Kupa maçında çok etkisiz kaldığı Malatyaspor karşısında, Galatasaray hatalarından sıyrılmış bir biçimde sahaya çıkınca, istediği sonucu rahatça elde edebildi. Tabi ilk maçın tıpatıp aynı oyun anlayışıyla sahaya çıkan Erol Bulut’un da bunda azıcık da olsa katkısı olmadı değil. İçe doğru iyi kat eden Onyekuru’yu çok iyi değerlendiren Linnes, ceza alanı içerisinde gömü arayan adam motivasyonuyla sürekli takılan Feghouli, Emre Akbaba’nın oyun olarak yeterli olmasa da, varlığının yarattığı boşluklar sayesinde rahatlayan Belhanda sazı ele alınca sonuç da beraberinde gelmiş oldu.

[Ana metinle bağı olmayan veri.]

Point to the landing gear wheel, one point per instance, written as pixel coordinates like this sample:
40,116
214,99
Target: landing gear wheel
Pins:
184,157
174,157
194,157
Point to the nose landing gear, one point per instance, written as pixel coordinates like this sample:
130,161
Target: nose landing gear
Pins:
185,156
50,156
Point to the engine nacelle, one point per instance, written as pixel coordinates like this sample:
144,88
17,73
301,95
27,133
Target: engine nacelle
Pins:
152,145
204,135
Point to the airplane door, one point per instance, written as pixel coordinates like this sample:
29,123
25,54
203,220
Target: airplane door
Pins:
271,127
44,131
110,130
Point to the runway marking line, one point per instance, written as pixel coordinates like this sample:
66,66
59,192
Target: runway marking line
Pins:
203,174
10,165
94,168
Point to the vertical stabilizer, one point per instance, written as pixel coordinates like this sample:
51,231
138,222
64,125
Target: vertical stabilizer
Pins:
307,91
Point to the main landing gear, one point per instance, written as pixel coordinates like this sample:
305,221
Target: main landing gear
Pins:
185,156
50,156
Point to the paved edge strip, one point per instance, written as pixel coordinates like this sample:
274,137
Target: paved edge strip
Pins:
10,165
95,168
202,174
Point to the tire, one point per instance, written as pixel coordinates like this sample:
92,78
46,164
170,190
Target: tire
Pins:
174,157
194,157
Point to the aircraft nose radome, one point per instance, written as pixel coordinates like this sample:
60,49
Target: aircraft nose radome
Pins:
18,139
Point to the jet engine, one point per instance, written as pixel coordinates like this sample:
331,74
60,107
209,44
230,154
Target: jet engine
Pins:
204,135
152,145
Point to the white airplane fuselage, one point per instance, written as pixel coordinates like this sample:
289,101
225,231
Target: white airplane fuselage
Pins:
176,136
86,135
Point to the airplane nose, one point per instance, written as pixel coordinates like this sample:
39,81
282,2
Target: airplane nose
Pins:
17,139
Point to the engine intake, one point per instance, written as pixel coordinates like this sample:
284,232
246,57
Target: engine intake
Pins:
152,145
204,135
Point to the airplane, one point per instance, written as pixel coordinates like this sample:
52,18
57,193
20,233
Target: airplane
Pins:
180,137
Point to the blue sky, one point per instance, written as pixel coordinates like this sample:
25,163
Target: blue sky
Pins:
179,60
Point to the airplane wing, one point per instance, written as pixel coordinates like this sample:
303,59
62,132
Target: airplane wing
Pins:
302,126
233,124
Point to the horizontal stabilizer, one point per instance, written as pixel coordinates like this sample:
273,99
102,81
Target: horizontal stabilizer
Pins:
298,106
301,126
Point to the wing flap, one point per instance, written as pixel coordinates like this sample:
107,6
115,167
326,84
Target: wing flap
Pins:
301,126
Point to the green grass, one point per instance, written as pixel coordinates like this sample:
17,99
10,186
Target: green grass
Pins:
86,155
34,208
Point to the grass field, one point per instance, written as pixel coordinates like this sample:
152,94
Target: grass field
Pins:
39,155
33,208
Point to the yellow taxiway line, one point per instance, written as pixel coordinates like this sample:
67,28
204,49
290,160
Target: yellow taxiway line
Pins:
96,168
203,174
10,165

Milli Takım arasından hiç etkilenmeden dönen takımlardan biri de BB Erzurumspor olmuş. Ara öncesinde ne kadar kötüydülerse aynen devam ediyorlardı. Şifo Hoca bıraktıktan sonra görevi devralan Hamza Hoca henüz gittiği takımlarda oturtmaya çalıştığı dengeli oyunu bulamamışa benziyor. Bu hafta kazanamamaları neticesinde artık mucize kavramı bile onlara yardım edemez. Ancak maç ile alakalı en büyük bomba, Kasımpaşa’nın golünde Var’a bakılırken çizginin son pası veren oyuncudan değil de o oyuncuya pas veren ( asistin asisti) oyuncudan çekilip ofsayt yok denmesi bu sezonun en büyük “VAR” bombası oldu.

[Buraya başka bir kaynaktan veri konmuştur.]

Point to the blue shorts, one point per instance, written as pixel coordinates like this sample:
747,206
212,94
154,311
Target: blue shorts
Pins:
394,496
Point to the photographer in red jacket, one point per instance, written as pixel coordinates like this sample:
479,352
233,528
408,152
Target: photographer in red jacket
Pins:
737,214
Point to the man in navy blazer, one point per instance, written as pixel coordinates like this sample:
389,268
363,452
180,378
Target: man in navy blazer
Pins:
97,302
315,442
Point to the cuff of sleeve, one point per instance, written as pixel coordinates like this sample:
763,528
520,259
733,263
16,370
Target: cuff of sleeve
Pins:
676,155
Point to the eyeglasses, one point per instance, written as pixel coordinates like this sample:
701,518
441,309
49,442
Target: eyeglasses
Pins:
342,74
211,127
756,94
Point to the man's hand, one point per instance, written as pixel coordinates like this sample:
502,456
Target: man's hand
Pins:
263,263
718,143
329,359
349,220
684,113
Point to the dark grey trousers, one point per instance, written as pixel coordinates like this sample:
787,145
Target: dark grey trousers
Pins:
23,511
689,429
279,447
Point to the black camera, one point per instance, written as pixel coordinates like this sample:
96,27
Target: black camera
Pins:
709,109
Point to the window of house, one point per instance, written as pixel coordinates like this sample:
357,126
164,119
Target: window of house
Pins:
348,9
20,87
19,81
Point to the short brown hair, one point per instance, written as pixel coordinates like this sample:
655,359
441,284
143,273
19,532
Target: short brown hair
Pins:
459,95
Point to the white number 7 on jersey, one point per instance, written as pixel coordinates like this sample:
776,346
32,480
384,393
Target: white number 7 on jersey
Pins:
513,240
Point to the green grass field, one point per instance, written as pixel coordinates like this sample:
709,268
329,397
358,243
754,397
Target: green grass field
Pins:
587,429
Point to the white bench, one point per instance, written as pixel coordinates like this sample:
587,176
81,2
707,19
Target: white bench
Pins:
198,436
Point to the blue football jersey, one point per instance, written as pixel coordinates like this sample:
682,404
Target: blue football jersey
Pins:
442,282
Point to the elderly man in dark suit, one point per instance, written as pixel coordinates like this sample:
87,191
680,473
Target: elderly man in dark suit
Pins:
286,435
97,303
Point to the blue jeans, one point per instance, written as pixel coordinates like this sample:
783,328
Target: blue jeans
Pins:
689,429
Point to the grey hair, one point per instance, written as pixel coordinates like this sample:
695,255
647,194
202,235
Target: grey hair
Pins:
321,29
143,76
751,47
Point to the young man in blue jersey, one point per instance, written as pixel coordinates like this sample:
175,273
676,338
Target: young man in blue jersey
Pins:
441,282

Fenerbahçe hiç alışkın olmadığı yerlerde bulunmanın sıkıntısını yaşamaya devam ediyor. Oyuncuların bu kadar son vuruş hatası yapma sebeplerinden biri de muhtemelen bu olabilir. İyi oynadığı Ankaragücü maçında dahi gözümüze çarpan en büyük sıkıntısı, organize atak azlığı. Fenerbahçe, tıpkı Pereira döneminde olduğu gibi, bu sene de sanki hücum setlerinden uzakta, daha çok içgüdüsel, doğaçlama hücumlar yapıyor gibi. Bunun neticesinde de gol vuruşu anında doğru zamanda doğru yerde topla buluşmak konusunda da sıkıntı yaşanıyor. Fenerbahçe, ne zamanki rakip yarı alanda pasla oynamaktan vazgeçip uzun top oynadı ve orta sahasını boşalttı, işte o zamanlarda da Ankaragücü mevcut hücum potansiyelini gösterdi, ancak onların da önlerindeki engel pas tercihlerindeki hata oldu

“Başakşehir nasıl gol atar?” diye yoldaki futbol takip edene de, gazeteciye de, Federasyon Başkanına da, Aykut Kocaman’a da, Serkan Kırıntılı’ya da sorsanız hepsi aynı cevabı verir. Ama gelin görünki buna önlem almayı kimse başaramıyor. İşte Cruyff’un zor olan basit olanı oynamaktır sözü de tam bunu anlatmaktadır.

9 gol var, tempo var, Ev sahibinin çok güzel ön baskısı var, Ljajic’in resitali var, Vedat Muriç var, Dorukhan var, Güven var, harika bie zemin var, bir türlü tabi edilip yerine oturtulamayan kale filesi var, iki teknik adamın maç sonrasında ders niteliğinde açıklamaları var, bir de çalışan “VAR” olsa ne güzel olacaktı da, işte burada olur böyle şeyler.